Algo similar me ocurrió a mí con Event, otro juego basado en conversar con un ordenador, con la particularidad de que los inputs del jugador son en forma de texto directo, no mediante la selección de opciones. Las charlas con Kaizen, que así se llama la IA-personaje, sirven tanto al aspecto narrativo de este título como al mecánico, ya que las operaciones más básicas para avanzar, como abrir una puerta, se realizan mediante orden escrita en alguno de los terminales de la nave en que transcurre la acción. Hacia el ecuador de Event y sin darme cuenta empecé a añadir un por favor a cada una de mis solicitudes, y en los últimos compases ya empezaba cada diálogo con un hola, Kaizen.
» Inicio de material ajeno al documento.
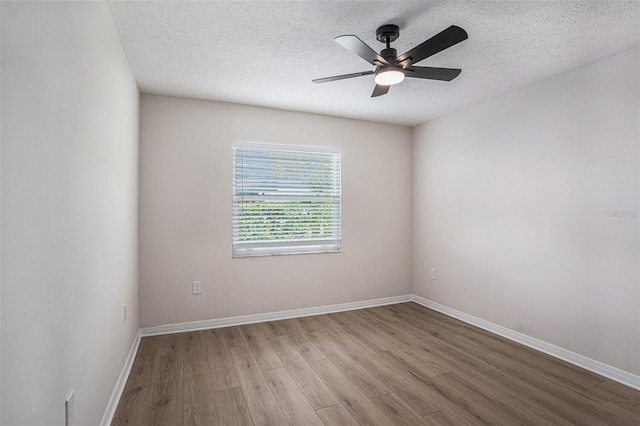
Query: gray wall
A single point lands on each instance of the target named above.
(185, 213)
(512, 203)
(69, 210)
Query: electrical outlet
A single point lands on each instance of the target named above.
(69, 408)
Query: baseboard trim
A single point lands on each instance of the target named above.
(605, 370)
(110, 411)
(271, 316)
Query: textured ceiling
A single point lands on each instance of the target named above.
(266, 53)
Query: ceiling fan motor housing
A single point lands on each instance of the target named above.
(388, 33)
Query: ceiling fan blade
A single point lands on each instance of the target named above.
(361, 49)
(439, 42)
(380, 90)
(342, 77)
(432, 73)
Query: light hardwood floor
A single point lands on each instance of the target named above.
(393, 365)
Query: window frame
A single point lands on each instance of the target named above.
(296, 246)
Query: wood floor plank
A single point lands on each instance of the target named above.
(232, 337)
(223, 372)
(468, 403)
(543, 364)
(199, 404)
(262, 350)
(262, 404)
(563, 402)
(167, 407)
(232, 408)
(412, 364)
(621, 390)
(310, 384)
(196, 362)
(398, 411)
(449, 418)
(267, 329)
(450, 359)
(293, 403)
(133, 408)
(360, 377)
(144, 365)
(403, 384)
(394, 364)
(307, 349)
(336, 415)
(333, 328)
(287, 327)
(356, 402)
(505, 400)
(308, 324)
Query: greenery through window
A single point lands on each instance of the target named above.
(285, 200)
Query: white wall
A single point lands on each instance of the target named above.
(185, 213)
(69, 210)
(509, 201)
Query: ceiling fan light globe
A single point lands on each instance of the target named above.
(389, 76)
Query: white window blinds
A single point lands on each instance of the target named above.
(286, 200)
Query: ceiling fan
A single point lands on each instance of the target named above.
(392, 69)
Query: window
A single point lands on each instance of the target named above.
(286, 200)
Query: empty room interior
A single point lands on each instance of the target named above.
(320, 212)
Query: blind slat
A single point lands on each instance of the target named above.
(285, 201)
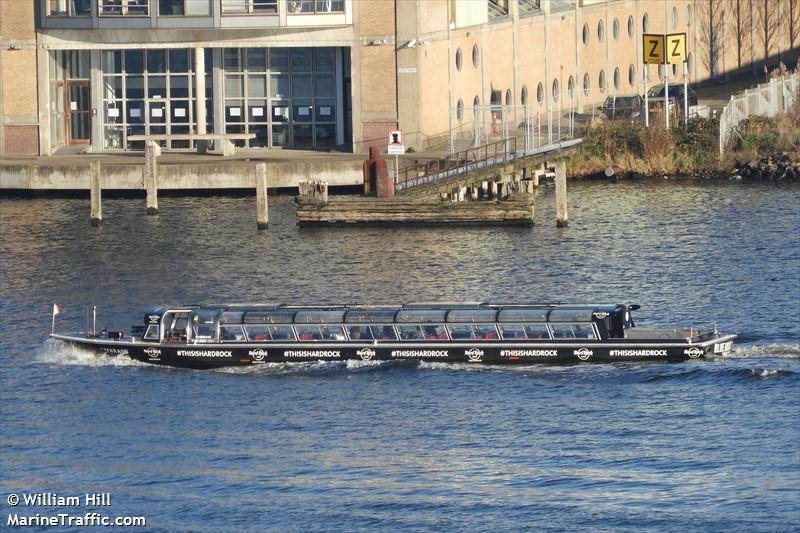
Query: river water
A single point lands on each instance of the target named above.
(702, 445)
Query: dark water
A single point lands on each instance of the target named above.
(709, 445)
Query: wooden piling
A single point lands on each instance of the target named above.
(561, 194)
(262, 205)
(151, 152)
(95, 195)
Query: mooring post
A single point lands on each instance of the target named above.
(322, 187)
(95, 195)
(262, 206)
(151, 152)
(561, 194)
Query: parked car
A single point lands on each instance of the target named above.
(626, 106)
(656, 94)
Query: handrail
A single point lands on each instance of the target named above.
(458, 163)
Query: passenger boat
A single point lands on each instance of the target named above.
(211, 336)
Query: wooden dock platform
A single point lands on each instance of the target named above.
(514, 206)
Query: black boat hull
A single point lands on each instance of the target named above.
(208, 356)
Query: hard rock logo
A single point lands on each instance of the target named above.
(694, 352)
(258, 355)
(366, 353)
(474, 355)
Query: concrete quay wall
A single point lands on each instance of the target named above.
(176, 176)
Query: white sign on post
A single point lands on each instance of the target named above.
(396, 146)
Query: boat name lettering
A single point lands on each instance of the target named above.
(528, 353)
(637, 353)
(205, 353)
(365, 353)
(306, 354)
(420, 353)
(474, 354)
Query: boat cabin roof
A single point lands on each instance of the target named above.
(426, 312)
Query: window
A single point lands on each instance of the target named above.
(359, 333)
(422, 332)
(309, 332)
(249, 7)
(315, 6)
(69, 8)
(168, 8)
(152, 333)
(134, 8)
(473, 331)
(269, 333)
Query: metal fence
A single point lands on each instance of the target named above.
(531, 126)
(768, 99)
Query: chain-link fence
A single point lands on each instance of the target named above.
(768, 99)
(532, 126)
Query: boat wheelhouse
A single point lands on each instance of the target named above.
(209, 336)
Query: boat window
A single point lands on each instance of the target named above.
(319, 317)
(320, 333)
(231, 333)
(473, 331)
(573, 331)
(362, 316)
(359, 333)
(268, 317)
(420, 332)
(512, 331)
(152, 333)
(537, 314)
(537, 331)
(571, 315)
(384, 332)
(175, 326)
(270, 333)
(421, 315)
(472, 315)
(231, 317)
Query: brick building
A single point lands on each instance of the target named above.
(339, 74)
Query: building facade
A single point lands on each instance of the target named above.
(340, 74)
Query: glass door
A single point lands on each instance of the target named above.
(78, 110)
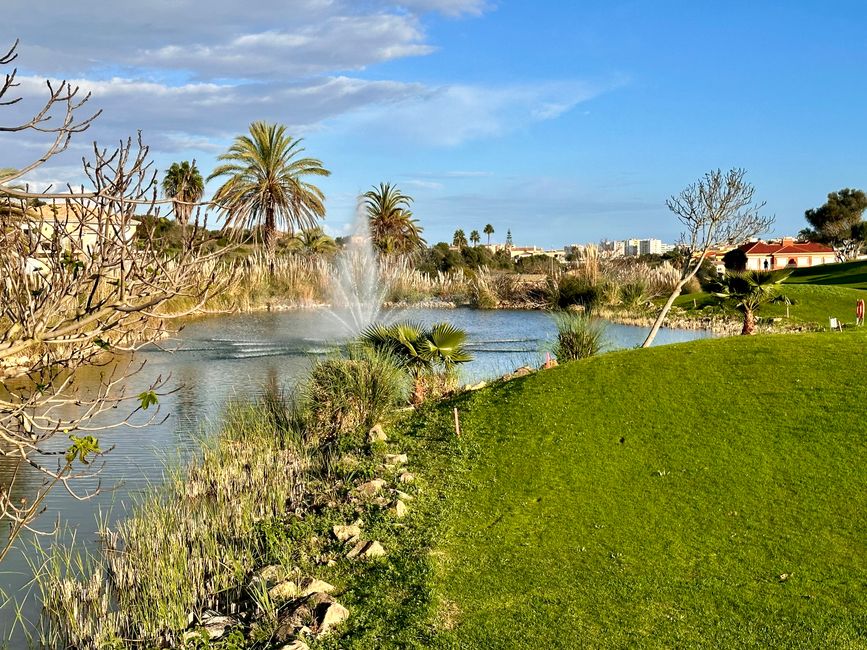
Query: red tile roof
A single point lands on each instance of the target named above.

De nuevo, Alexander arroja algo de luz sobre por qué se produce una transición como esta en el juego de Ocelot Society. En las conclusiones de su Does Siri Believe in God? propone añadir una cuarta ley a la célebre tríada de Asimov: Trata a los demás como te gustaría ser tratado. Las implicaciones de esta adición son enormes, y, volviendo a Localhost, creo que aquí es donde está la clave de su éxito. No se trata de si las IA parecen más o menos humanas, sino que, en su presencia, el jugador se ve impulsado a comportarse lo más humanamente que pueda. Sirviéndose de esa duda que inevitablemente surge durante la partida, las cuatro conciencias no hacen sino tratarle como un semejante, alguien que vacila como ellas ante las grandes incógnitas de la vida.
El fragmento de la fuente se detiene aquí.